11/10/2006 12:00AM

An old Veterans Day tradition


INGLEWOOD, Calif. - There are those of us among racing fans who go cross-eyed with boredom this time each year, as the horse traders and middle men seize center stage to buy and sell, or retire and syndicate, the grand athletes that only until recently had been performing for our pleasure.

There are antidotes, of course. Replay the TiVoed Breeders' Cup and savor those Progressive Auto Insurance adds. Dial up your favorite online gambling platform and dive into the races at places like Zia Park and Penn National. Or be like me, bereft of imagination, and wallow in the past, especially autumns of long ago, when this time of year brought forth the most fascinating race of the entire American calendar - the Washington, D.C. International, created by Maryland racing impresario John D. Schapiro.

As a party it must have been a hoot, with a section of the Laurel backstretch given over to an "International Village" along the lines of a mini-Olympics, only with road apples. As a Thoroughbred racing event it was without equal, attracting an international array of human and equine all-stars. As a precedent-setting idea, the D.C. International can be found close-up in the pedigrees of the Arlington Million, the Japan Cup, the Breeders' Cup, and the annual fall festival of races in Hong Kong.

In fact, the International was in some ways even more international than its modern-day American incarnation, the Breeders' Cup Turf. The winners of the first four runnings, 1952-1955, were from England, France, the United States, and Venezuela. The 1956 running, for instance, featured runners from Sweden and Australia, in addition to England, France, and the U.S. The 2006 BC Turf, by comparison, could lure only the usual suspects from Ireland, France, and England, in addition to the home team.

Of course, there is nothing much familiar about 1956 anymore in any corner of the culture, let alone horse racing. Forget about such obvious disconnects as the price of gasoline, or the salary of the average shortstop. Consider instead something as mundane as the contents of the average car, circa 1956, which might include a cigarette lighter, a push-button AM radio, and maybe a map, but certainly not today's standard vehicle equipment of Blackberries, Bluetooth, six-disc CD players, GPS tracking, remote gate and garage openers, cupholders, Big Macs, seatbelts, and girls in soccer uniforms.

The International was traditionally run on Veterans Day, Nov. 11, formerly known as Armistice Day, which celebrated the end of the first World War. In 1956, there was no racing on Sundays - a quaint idea in this era of 24-hour action - so the International was staged on the holiday Monday, Nov. 12, instead.

At the time, on the real international stage, things were a tad tense, with the U.S. and Soviet Union trading tough talk and hydrogen bomb tests. Think things are grim these days? Consider the events of the week leading up to Laurel's little hoedown:

On Nov. 4, British paratroopers and French ground troops began an assault intended to reclaim the Suez Canal from Egypt. On Nov. 5, Soviet tanks rolled into Budapest and mowed down demonstrating students and workers celebrating Hungary's intention to withdraw from the Warsaw Pact. On Nov. 6, Cold War-weary Americans went to the polls and re-elected President Eisenhower.

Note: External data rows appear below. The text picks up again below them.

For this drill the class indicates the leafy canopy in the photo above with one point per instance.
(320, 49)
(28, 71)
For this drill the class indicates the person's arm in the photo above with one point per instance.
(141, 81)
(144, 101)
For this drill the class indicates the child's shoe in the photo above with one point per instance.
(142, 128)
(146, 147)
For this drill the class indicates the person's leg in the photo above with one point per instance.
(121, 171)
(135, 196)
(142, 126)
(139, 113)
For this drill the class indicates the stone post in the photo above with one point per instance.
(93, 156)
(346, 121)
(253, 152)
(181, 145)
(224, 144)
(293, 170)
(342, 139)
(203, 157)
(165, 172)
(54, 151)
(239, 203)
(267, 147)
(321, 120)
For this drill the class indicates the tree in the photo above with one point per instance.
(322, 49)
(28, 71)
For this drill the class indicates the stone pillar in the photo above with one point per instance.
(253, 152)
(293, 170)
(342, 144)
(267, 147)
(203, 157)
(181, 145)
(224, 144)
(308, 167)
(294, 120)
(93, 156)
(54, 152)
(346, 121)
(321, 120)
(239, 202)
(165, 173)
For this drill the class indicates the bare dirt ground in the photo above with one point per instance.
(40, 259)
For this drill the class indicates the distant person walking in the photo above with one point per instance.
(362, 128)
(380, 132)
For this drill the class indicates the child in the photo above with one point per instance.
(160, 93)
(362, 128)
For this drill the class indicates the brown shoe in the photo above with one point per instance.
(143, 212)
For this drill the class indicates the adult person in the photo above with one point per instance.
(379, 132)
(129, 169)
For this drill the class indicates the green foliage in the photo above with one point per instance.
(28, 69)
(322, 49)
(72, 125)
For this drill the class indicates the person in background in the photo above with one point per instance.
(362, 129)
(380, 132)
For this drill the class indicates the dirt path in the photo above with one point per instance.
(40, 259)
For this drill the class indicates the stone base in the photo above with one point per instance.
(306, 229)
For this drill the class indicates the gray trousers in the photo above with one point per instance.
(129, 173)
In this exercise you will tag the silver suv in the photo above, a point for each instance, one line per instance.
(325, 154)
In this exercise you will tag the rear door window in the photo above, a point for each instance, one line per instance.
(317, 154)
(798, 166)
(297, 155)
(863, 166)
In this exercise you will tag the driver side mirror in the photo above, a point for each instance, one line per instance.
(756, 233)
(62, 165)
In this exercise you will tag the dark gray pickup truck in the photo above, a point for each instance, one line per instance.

With all that, perhaps the escape of an international horse race was just the ticket. At least the 33,615 fans who showed up at Laurel thought so. For their money, they got a day of intermittent hard rain, soft ground, and high pageantry.

The American side was represented by favored Dedicate, Woodward Stakes winner Mister Gus, and 1954 International hero Fisherman. England sent Le Pretendant, owned by no less a personage than Sir Winston Churchill, who at the time was busy putting the finishing touches on his four-volume "History of the English-Speaking Peoples," while the Swedish flag was flown by 3-year-old Chanteclair, not to be confused with the French jockey Guy Chancelier, who rode the winner, Master Boing. Daily Racing Form's Charles Hatton reported it this way in the 1957 "American Racing Manual":

"Nothing can be detracted from the dazzling incandescence of Master Boing's performance," Hatton wrote. "He simply crushed his opposition when Chancelier gave him his head on the far turn, disposing of Mister Gus with unhurried confidence in the run to the top of the straight.

"The time of 2:39 was well behind Girder's course mark of 2:29 4/5," Hatton noted, "but this aspect of the race became quite insignificant in the going and in consideration of the impressive elan with which Master Boing prevailed. It was quite clear before the end of the first half-mile that what any of this field could do he could do better."

By happy coincidence, the same vocabulary could be employed to describe the victory of Ouija Board in the BC Filly and Mare Turf, run last weekend in Kentucky. There was one glaring difference, however. When Master Boing entered the winner's circle to be saluted for the International, a live band sounded forth "Le Marseillaise," the stirring French national anthem. At Churchill Downs, upon the triumph of the very British Ouija Board, it was pretty much cue graphics and cut to commercial, when it should have been "God Save the Queen."